The HQ Autosport Racing team set out in June 2017 to build a car and a team to win the 25 Hours of Thunderhill. The team reached its goal by cruising to victory in the three-car class.
“One of the challenges was not so much the car part, but building the team, and Rob (Henretta) and I managed to not only put together a great race package with an amazing car, but we were able to put together a team of great, seasoned racers, some new to the WERC series and new to the 25 Hours of Thunderhill, but have a lot of club racing experience,” said team co-owner Paul Quattrocchi.
The E3 class has long been hotly contested because so many NASA racing classes fall into it. This year looked like it might go to Team A+ Racing, a team run by a high school automotive instructor and a group of students. They were in the lead till the middle of the night when their engine failed.

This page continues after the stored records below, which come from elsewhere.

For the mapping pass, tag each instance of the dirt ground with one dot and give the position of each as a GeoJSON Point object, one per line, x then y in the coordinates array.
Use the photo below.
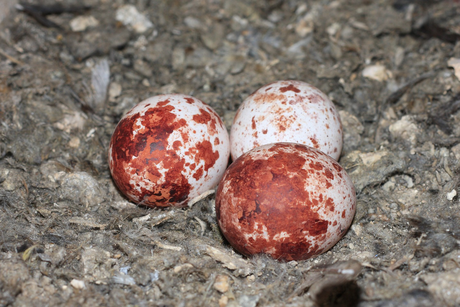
{"type": "Point", "coordinates": [68, 73]}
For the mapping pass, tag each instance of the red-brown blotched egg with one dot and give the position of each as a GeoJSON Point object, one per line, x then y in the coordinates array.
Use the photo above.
{"type": "Point", "coordinates": [287, 200]}
{"type": "Point", "coordinates": [287, 111]}
{"type": "Point", "coordinates": [167, 150]}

That left the race to Team Neth Racing Works and Team RA Motorsports, who each took turns with the lead. In the end it was Team RA Motorsports taking the E3 win, some eight laps up on Team Neth Racing Works.
“The cool thing about this team to me is this sort of embodies what this race has always been about,” said crew chief Tupper Hull. “It’s about grassroots racing, people, friends getting together, working in their own garages. Nobody has got a fancy shop and a big rig. Everybody hauls the cars up themselves, works on it on the weekends to get them ready. As I’ve said before, these cars don’t win beauty contests. They win races.”
There was only one car running in GT Challenge, so that put the onus on the all-women driving team in the Jester & Babbitt Motorsports with Flying Lizard Audi LMS GT4 team to strive to place overall. They came up a bit short, finishing fourth overall, just eight laps out of third place overall after 25 hours of racing.
“This is actually the first time four of our five drivers have done this race,” said driver Ashton Harrison. “We have Christina Nielsen, who has done a ton of endurance racing, but this was her first time at the 25 Hours. So, three of our other drivers haven’t ever done the 25 Hours, so this is their first experience, and overall we finished fourth. It’s pretty awesome.”